The Ottawa native has been busy for several months putting in 18 hour days getting ready for the games in Beijing. While feeding off the energy that the Olympics provide in supporting the Canadian athletes, there certainly are some challenges. For instance, Keogh’s team has had to make many quick adjustments in going from 750 Olympic hopefuls to just 331 Olympians in a very narrow time frame, and producing a 630 page media guide that profiles each Canadian athlete.
While each Olympics has its own issues, Beijing emerges with both social and political issues. “When the games begin, the focus will be on competition and the other issues should fall away,” stated Keogh.
Transportation is also an issue for the games. The venues of the Olympics are spread out across Beijing, a city that supports a population of 17 million. “It becomes a little like planes, trains and automobiles when trying to get to the events and support the athletes,” Keogh noted. “Similar to the games in Athens, security is also very tight. Accreditation is your lifeline. If you lose it, you’re done!”

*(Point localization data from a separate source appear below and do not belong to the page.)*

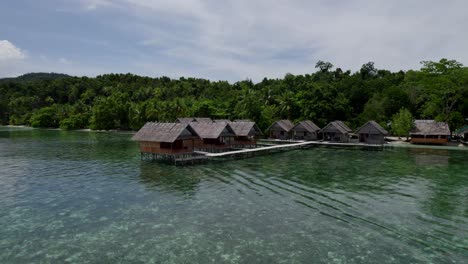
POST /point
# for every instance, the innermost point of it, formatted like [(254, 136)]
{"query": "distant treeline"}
[(439, 90)]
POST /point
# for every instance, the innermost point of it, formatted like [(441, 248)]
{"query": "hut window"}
[(166, 145)]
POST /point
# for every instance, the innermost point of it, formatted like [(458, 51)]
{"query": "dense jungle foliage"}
[(439, 90)]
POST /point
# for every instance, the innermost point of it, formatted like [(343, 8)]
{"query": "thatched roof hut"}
[(166, 138), (245, 129), (185, 120), (336, 131), (371, 133), (214, 136), (212, 130), (203, 120), (430, 132), (280, 129), (305, 130)]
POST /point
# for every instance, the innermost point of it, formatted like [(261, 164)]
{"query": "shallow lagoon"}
[(86, 197)]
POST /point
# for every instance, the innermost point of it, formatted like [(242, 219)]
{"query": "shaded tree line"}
[(439, 90)]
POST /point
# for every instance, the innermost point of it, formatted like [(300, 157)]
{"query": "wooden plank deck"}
[(289, 146)]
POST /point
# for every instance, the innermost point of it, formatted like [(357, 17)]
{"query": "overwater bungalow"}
[(372, 133), (463, 133), (166, 138), (336, 131), (246, 132), (214, 136), (280, 129), (430, 132), (203, 120), (186, 120), (305, 130)]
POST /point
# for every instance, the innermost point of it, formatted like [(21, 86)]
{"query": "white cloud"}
[(94, 4), (246, 38), (236, 39), (9, 52), (64, 61)]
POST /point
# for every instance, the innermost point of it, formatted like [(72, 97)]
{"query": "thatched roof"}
[(336, 126), (203, 120), (430, 127), (306, 125), (284, 125), (212, 130), (185, 120), (244, 129), (164, 132), (372, 127)]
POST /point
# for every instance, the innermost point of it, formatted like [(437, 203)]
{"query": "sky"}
[(229, 40)]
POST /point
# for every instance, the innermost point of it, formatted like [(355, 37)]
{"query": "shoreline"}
[(389, 144)]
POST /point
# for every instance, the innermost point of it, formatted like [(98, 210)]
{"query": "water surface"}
[(85, 197)]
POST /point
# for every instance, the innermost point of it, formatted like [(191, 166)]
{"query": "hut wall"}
[(372, 138), (279, 134), (179, 146), (429, 139), (335, 137), (305, 135)]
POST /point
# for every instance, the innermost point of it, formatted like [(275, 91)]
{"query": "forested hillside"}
[(439, 90)]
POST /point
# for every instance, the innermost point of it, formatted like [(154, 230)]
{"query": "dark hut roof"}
[(462, 130), (243, 129), (164, 132), (371, 127), (344, 126), (212, 130), (306, 125), (430, 127), (336, 126), (203, 120), (185, 120), (284, 125)]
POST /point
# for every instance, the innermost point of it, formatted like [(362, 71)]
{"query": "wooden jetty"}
[(201, 156), (197, 142)]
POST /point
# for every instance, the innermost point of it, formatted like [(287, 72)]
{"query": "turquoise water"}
[(85, 197)]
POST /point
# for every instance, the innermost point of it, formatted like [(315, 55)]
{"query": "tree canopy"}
[(439, 90)]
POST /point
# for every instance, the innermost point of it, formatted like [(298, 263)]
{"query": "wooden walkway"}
[(202, 156), (290, 146)]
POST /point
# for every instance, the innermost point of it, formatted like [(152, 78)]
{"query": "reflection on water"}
[(86, 197)]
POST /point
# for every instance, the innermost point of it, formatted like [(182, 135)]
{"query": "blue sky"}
[(226, 40)]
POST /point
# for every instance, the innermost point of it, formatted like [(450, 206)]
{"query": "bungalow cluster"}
[(336, 131), (187, 135), (198, 138)]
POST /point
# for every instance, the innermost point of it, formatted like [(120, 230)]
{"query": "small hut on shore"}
[(166, 138), (214, 136), (305, 130), (371, 133), (246, 132), (430, 132), (280, 129), (463, 133), (336, 131)]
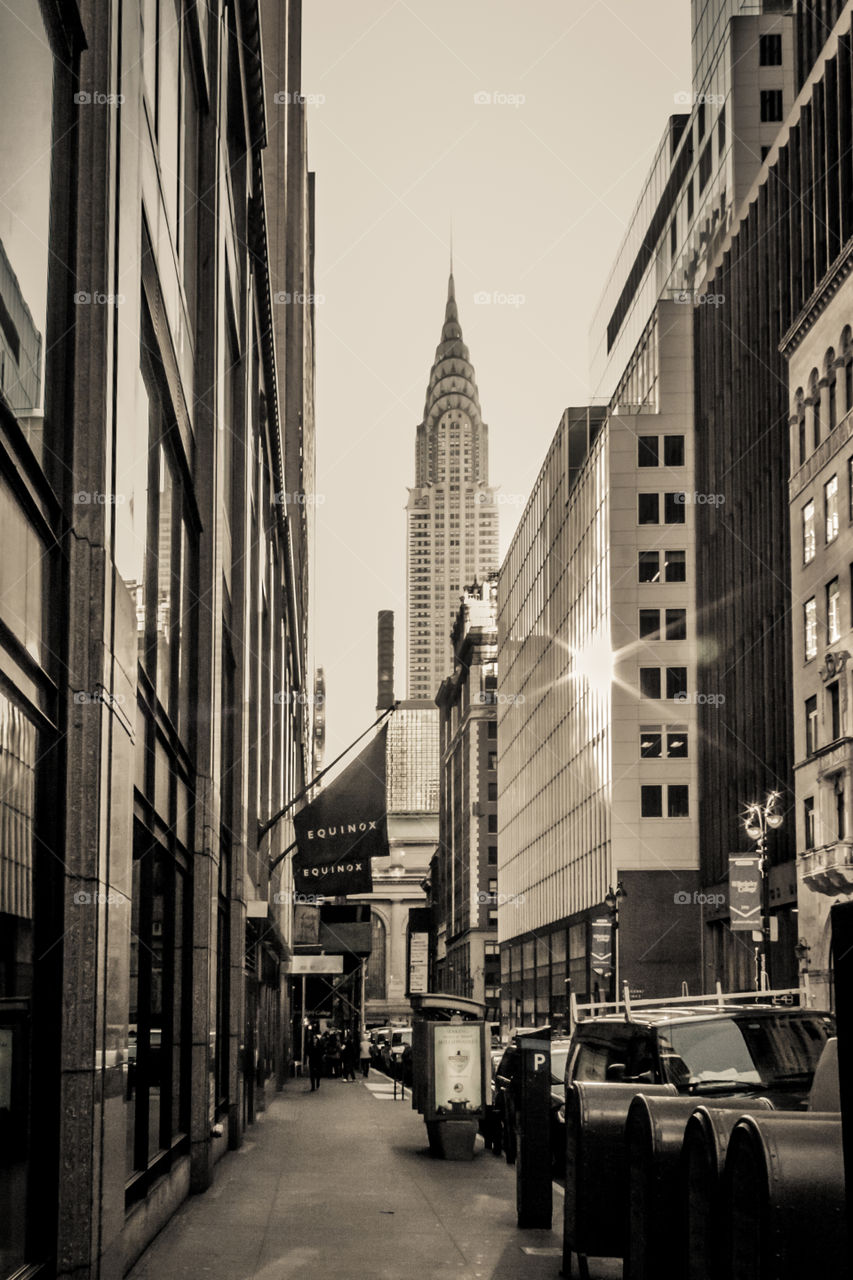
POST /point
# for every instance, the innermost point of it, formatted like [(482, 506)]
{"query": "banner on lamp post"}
[(602, 946), (744, 892)]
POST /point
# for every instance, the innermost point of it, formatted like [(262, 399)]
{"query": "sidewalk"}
[(340, 1185)]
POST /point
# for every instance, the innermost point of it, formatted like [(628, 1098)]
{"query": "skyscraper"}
[(452, 530)]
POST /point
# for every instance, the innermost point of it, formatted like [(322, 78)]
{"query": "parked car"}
[(706, 1050), (378, 1036), (392, 1050), (505, 1101)]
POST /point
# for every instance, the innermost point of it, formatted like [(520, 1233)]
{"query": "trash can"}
[(448, 1072)]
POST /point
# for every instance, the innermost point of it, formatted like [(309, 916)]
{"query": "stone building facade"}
[(153, 630)]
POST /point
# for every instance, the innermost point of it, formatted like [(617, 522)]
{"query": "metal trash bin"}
[(596, 1202), (656, 1239), (783, 1198)]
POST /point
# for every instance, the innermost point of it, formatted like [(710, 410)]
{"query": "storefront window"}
[(18, 754), (156, 1013)]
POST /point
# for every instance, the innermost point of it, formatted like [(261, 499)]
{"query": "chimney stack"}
[(386, 664)]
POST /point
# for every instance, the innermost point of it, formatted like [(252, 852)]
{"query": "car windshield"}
[(559, 1064), (744, 1050)]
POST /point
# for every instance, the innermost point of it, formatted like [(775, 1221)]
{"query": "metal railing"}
[(712, 1000)]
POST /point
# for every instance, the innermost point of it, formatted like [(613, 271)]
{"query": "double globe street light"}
[(758, 821)]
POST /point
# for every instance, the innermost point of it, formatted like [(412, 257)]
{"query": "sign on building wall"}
[(457, 1066), (602, 946), (418, 963), (314, 964), (744, 892)]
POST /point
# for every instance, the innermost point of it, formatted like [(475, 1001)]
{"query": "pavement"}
[(341, 1184)]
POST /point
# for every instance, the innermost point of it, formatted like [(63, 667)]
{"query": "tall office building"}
[(452, 522)]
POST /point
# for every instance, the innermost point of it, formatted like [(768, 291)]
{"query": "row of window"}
[(655, 449), (674, 625), (648, 508), (664, 740), (834, 718), (810, 817), (669, 682), (678, 803), (831, 515), (833, 617), (813, 398)]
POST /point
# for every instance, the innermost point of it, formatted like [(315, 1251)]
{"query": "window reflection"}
[(26, 108), (17, 814)]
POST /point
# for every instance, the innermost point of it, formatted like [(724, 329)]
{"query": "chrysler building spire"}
[(451, 511)]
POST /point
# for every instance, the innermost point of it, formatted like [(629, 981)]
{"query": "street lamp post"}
[(611, 903), (758, 821)]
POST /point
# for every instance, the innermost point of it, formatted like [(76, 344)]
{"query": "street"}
[(341, 1184)]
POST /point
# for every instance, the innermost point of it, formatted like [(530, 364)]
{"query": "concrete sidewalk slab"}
[(340, 1185)]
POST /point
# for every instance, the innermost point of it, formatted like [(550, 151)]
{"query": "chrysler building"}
[(452, 519)]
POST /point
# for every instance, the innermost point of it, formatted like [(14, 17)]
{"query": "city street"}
[(341, 1184)]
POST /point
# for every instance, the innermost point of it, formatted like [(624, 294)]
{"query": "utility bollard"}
[(533, 1162)]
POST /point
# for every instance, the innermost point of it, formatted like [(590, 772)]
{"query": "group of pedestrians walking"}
[(337, 1055)]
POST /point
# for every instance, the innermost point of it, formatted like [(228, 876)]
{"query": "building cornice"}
[(819, 301)]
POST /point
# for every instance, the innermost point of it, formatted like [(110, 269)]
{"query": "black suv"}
[(706, 1050)]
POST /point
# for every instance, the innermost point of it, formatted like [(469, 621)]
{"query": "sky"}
[(525, 127)]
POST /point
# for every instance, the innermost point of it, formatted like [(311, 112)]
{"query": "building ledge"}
[(829, 868)]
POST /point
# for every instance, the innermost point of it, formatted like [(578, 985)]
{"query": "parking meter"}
[(533, 1161)]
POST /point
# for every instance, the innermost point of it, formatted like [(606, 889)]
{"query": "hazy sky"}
[(538, 181)]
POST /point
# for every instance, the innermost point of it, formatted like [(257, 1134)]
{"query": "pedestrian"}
[(350, 1055), (315, 1063), (333, 1055), (364, 1052)]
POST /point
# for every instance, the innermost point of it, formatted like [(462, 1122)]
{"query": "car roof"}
[(701, 1013)]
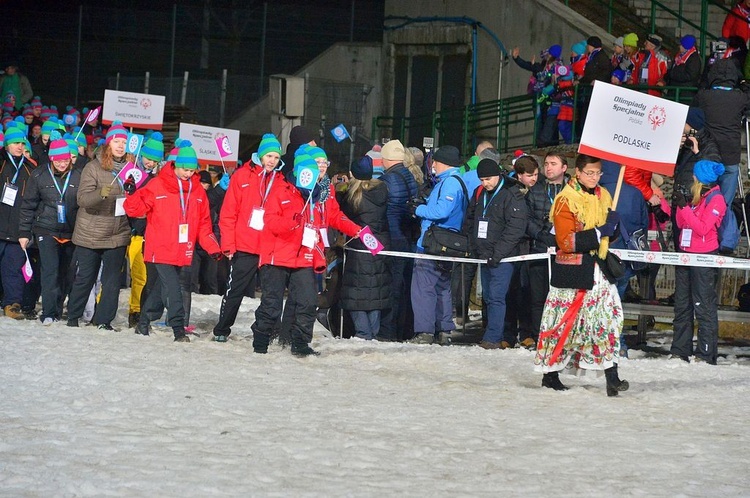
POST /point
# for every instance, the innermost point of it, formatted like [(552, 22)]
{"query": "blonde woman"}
[(366, 288)]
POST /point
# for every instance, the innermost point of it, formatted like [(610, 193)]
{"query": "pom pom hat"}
[(186, 156), (117, 130)]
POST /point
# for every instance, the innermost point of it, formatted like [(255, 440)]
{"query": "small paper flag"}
[(306, 177), (130, 170), (222, 145), (93, 115), (371, 243), (28, 273), (340, 133), (134, 143)]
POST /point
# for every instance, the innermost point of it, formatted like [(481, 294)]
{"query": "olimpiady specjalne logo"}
[(657, 116)]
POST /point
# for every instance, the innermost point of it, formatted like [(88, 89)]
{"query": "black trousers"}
[(89, 261), (695, 298), (301, 282), (155, 296), (55, 260), (241, 277)]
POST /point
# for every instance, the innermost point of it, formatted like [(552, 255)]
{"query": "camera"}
[(658, 213)]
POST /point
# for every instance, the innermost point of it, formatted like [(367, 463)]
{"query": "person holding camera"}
[(582, 317), (496, 223), (431, 281), (698, 215)]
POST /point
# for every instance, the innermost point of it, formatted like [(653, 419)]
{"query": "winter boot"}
[(614, 384), (552, 380), (303, 349), (260, 342)]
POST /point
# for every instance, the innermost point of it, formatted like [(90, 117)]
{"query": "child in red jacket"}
[(177, 214)]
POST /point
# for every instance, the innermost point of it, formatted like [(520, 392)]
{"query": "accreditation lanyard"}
[(184, 201), (268, 187), (57, 186), (17, 166), (488, 202)]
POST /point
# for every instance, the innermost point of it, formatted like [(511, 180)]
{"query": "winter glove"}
[(129, 186), (414, 203), (679, 199), (610, 227), (224, 182)]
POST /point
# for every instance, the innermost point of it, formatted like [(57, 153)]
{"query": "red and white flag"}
[(222, 145), (371, 243)]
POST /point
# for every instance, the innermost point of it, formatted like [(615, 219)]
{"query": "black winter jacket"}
[(39, 207), (507, 217), (539, 201), (367, 279), (10, 215), (724, 108)]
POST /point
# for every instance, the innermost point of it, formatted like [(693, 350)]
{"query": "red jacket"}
[(640, 179), (245, 193), (285, 218), (736, 23), (159, 201)]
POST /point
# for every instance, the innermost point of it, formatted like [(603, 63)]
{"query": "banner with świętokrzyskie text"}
[(633, 128)]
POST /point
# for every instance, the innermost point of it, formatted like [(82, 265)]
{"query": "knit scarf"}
[(589, 209), (680, 59)]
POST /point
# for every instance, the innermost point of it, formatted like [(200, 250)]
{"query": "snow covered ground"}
[(92, 413)]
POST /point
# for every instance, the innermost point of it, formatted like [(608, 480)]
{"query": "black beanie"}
[(594, 41), (487, 168)]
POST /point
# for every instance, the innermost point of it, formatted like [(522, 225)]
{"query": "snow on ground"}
[(85, 412)]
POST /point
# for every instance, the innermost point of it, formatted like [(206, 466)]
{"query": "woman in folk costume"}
[(582, 316)]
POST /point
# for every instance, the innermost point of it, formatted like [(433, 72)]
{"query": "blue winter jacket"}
[(446, 204)]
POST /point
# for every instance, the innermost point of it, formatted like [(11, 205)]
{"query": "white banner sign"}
[(137, 110), (633, 128), (204, 142)]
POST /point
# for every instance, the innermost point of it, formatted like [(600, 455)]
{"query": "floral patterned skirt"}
[(594, 340)]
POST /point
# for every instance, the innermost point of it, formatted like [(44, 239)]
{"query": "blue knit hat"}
[(117, 130), (14, 134), (268, 144), (707, 172), (153, 148), (186, 156)]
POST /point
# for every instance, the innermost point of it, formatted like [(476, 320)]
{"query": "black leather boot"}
[(614, 384), (552, 380)]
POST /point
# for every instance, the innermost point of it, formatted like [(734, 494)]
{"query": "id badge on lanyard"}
[(309, 236), (256, 219), (10, 192)]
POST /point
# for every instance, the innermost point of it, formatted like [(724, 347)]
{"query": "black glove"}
[(129, 186), (610, 227), (679, 199), (414, 203)]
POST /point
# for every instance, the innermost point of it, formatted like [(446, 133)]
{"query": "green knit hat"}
[(154, 147), (186, 156), (269, 143)]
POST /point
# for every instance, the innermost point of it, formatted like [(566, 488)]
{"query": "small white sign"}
[(137, 110), (204, 142), (633, 128)]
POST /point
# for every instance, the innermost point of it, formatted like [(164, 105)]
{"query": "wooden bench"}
[(638, 311)]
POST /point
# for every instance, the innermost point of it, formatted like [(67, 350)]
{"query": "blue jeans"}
[(495, 283), (431, 298), (366, 323), (728, 182)]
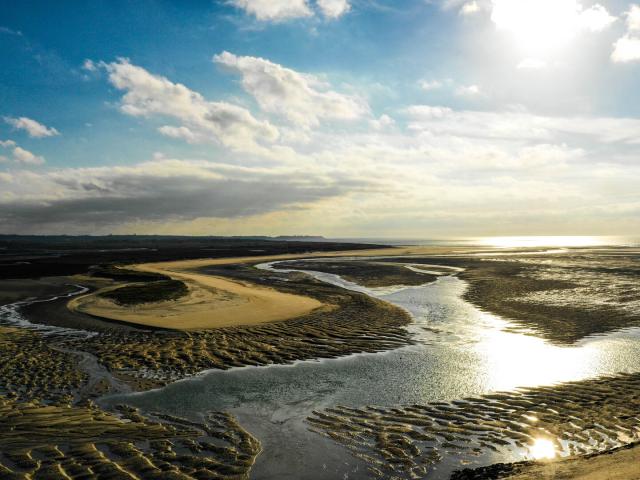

The other aspect that continues to evolve is digital media. While the internet has certainly been around for other games, social media has greatly changed. Where members of the media used to work around a 24 hour print news cycle, now the timeline has shrunk drastically, as there is a race to get stories to the internet in a timely manner. Those stories include blogs from the athletes and journalists sharing opinions and experiences while looking for reader feedback. In some ways, it’s a fine line for an athlete who has prepared many years for competition, to take time to communicate thru the media to tell their story versus simply focusing on the games at hand.
Those issues are all part of the job and Keogh feeds off of the high energy that the Olympics provide. He marvels at the opportunity to be around the best athletes in the world.
Asked about one of his Olympic memories, Keogh a basketball fan, recalls standing behind Chinese basketball star Yao Ming in the food line. “I’m 6’3″ and I’m up to Yao’s elbow, who stands 7’6”. Amazing.